Assim, a única situação em que é permitido remunerar um dirigente sindical sem comprometer a imunidade tributária é quando:
- O dirigente precise se afastar de seu trabalho habitual para exercer o mandato sindical;
- A gratificação seja arbitrada pela assembleia geral;
- O valor da gratificação não exceda a remuneração que o dirigente receberia em sua profissão.
Entendimento da Receita Federal
A Receita Federal, na Solução de Consulta Cosit nº 187/2018, conclui que:
- As entidades sindicais dos trabalhadores não podem distribuir qualquer parcela de seu patrimônio ou de suas rendas, a qualquer título, e, portanto, não podem remunerar sob qualquer forma seus dirigentes;
- Não se enquadra nessa proibição o pagamento de gratificação estabelecida conforme o parágrafo único do art. 521 da CLT;
- A redação dada pela Lei Complementar nº 104/2001 ao inciso I do art. 14 do CTN não deixa margem para concessão de benefícios ou vantagens pessoais a dirigentes de sindicatos de trabalhadores;
- Os reembolsos de despesas pagas pelo dirigente sindical que pertenciam ao sindicato não afrontam a proibição, desde que realizados em conformidade com a legislação.

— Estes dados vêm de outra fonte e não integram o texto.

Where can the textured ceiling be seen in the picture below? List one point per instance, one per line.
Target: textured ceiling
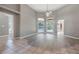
(43, 7)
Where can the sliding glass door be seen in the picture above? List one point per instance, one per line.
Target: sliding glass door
(44, 25)
(40, 25)
(49, 25)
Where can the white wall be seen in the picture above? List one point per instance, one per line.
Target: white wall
(27, 20)
(3, 24)
(70, 14)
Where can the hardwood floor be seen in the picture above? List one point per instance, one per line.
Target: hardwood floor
(41, 44)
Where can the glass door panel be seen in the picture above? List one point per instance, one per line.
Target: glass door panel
(41, 25)
(49, 25)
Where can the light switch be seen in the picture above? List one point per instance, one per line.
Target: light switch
(3, 26)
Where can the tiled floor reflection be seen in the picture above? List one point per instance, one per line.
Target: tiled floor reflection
(40, 44)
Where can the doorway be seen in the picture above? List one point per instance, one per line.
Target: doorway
(45, 25)
(60, 26)
(7, 25)
(40, 25)
(49, 25)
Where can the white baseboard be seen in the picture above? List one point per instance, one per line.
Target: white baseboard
(26, 36)
(71, 37)
(4, 36)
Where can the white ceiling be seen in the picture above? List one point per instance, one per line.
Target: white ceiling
(43, 7)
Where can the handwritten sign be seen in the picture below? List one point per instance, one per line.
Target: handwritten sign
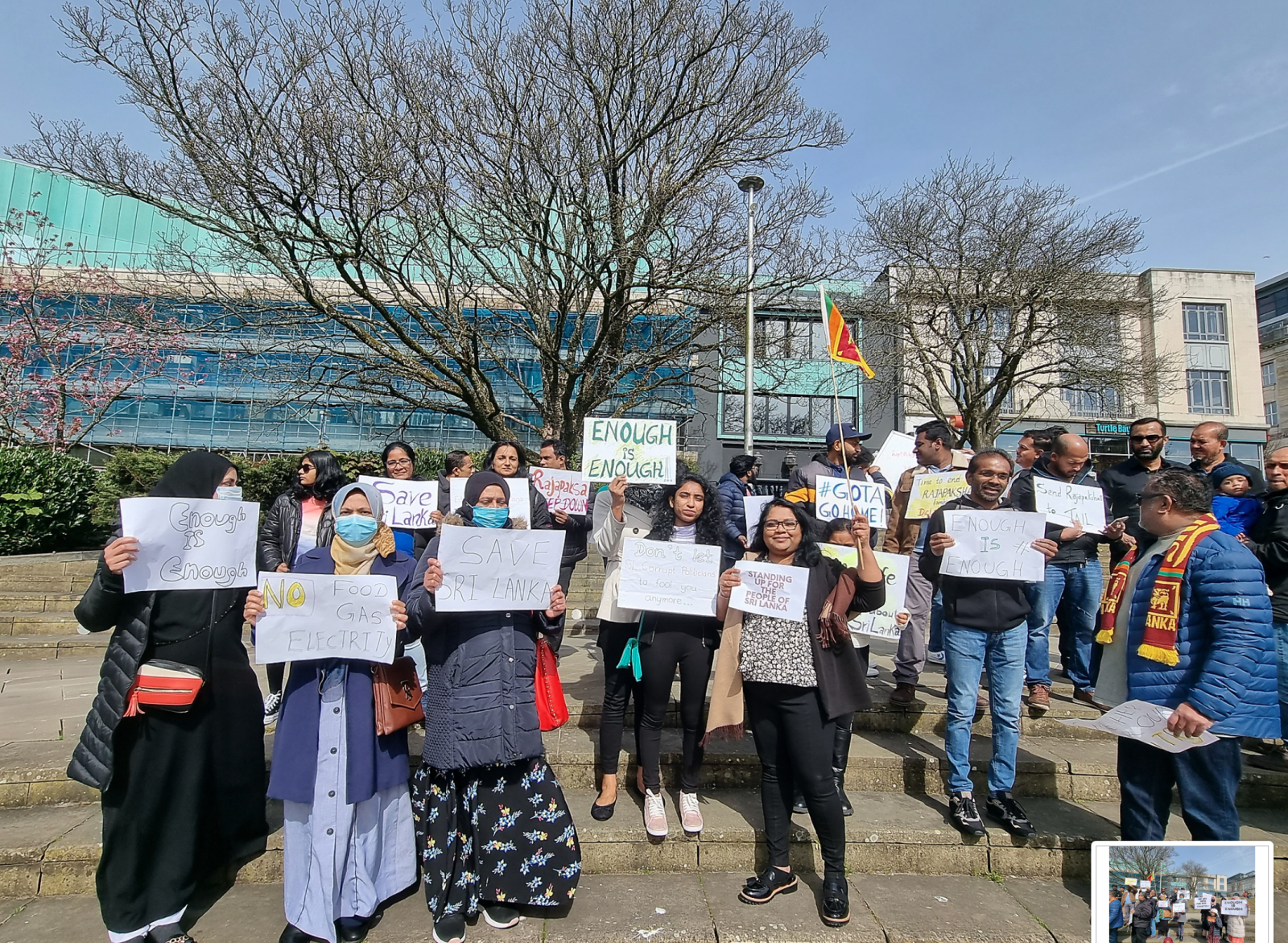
(190, 543)
(933, 490)
(566, 491)
(835, 498)
(1144, 722)
(312, 616)
(995, 545)
(521, 498)
(406, 504)
(770, 589)
(491, 571)
(658, 576)
(641, 449)
(1067, 504)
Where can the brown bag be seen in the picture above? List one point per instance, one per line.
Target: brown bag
(397, 693)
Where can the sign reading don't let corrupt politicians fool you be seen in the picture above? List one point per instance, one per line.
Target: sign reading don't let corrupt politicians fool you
(641, 449)
(190, 543)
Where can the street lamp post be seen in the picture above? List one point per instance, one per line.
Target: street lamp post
(750, 184)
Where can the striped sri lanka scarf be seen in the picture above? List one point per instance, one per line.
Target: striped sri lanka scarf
(1165, 603)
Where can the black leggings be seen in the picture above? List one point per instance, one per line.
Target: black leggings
(658, 660)
(795, 745)
(618, 685)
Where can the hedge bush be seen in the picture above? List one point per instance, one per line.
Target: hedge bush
(45, 504)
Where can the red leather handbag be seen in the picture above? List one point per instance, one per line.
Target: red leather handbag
(551, 708)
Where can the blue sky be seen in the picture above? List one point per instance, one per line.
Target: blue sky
(1172, 110)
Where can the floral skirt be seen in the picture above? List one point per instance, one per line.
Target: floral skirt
(493, 833)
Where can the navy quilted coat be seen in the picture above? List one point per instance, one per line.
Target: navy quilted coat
(1227, 669)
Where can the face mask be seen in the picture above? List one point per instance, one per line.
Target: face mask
(356, 530)
(491, 517)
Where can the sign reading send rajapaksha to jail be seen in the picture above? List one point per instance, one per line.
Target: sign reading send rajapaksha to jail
(312, 616)
(190, 543)
(493, 569)
(641, 449)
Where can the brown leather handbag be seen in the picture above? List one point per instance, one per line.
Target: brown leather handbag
(398, 696)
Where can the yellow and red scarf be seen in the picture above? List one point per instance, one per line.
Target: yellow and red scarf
(1165, 603)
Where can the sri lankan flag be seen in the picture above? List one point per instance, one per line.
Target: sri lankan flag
(839, 341)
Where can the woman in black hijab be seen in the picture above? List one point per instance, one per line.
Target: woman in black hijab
(184, 794)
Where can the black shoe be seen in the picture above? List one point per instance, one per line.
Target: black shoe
(1004, 808)
(965, 816)
(768, 885)
(836, 901)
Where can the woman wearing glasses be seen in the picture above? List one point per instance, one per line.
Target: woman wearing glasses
(796, 679)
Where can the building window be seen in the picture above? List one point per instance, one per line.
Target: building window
(1204, 321)
(1210, 391)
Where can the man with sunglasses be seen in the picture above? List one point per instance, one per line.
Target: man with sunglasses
(1125, 481)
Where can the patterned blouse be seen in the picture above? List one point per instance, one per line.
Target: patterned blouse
(776, 651)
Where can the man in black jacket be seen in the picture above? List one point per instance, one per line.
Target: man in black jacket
(1125, 481)
(985, 622)
(1269, 541)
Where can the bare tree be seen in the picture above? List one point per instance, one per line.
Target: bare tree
(486, 196)
(1000, 298)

É importante destacar que, para fins da imunidade tributária, o disposto na alínea “a” do § 2º do art. 12 da Lei nº 9.532/1997 (que permite remuneração de dirigentes em alguns tipos de entidades) não se aplica às entidades sindicais dos trabalhadores.
Diferença entre remuneração e reembolso de despesas
A Solução de Consulta faz uma distinção importante entre remuneração de dirigentes (proibida) e reembolso de despesas (permitido):
- Remuneração: qualquer forma de pagamento ao dirigente como contraprestação pelos serviços prestados no exercício do cargo eletivo. Essa prática é vedada pela CLT e pelo CTN, salvo a exceção do parágrafo único do art. 521 da CLT;
- Reembolso de despesas: restituição ao dirigente de valores que ele tenha dispendido de seu patrimônio pessoal para custear despesas que seriam do sindicato. Desde que devidamente comprovadas e relacionadas às atividades sindicais, não constitui desvirtuamento capaz de comprometer a imunidade tributária.
Implicações práticas para os sindicatos
Para os sindicatos dos trabalhadores, a orientação da Receita Federal traz importantes implicações práticas:
- Os cargos eletivos nos sindicatos devem ser exercidos de forma gratuita, salvo a exceção prevista no parágrafo único do art. 521 da CLT;
- Pagamentos como “ajuda de custo”, “vale-compras” ou outros benefícios habituais podem ser considerados remuneração disfarçada e comprometer a imunidade tributária;
- É possível reembolsar despesas efetivamente realizadas pelos dirigentes em nome do sindicato, desde que devidamente comprovadas;
- A entidade sindical deve manter controles contábeis rigorosos para demonstrar que não distribui seu patrimônio ou rendas a qualquer título.
Conclusão
A Remuneração dirigentes sindicais prejudica imunidade tributária sindicatos trabalhadores, conforme esclarecido pela Solução de Consulta Cosit nº 187/2018. As entidades sindicais devem observar rigorosamente o princípio da gratuidade dos cargos eletivos previsto na CLT, com a única exceção permitida para casos específicos de afastamento do trabalho para exercício do mandato.
O sindicato que remunerar seus dirigentes fora dessa exceção corre o risco de perder a imunidade tributária garantida pela Constituição Federal, ficando sujeito à tributação de seu patrimônio, renda e serviços.
Por outro lado, o mero reembolso de despesas efetivamente realizadas pelo dirigente em nome do sindicato, desde que devidamente comprovadas, não compromete a imunidade tributária da entidade.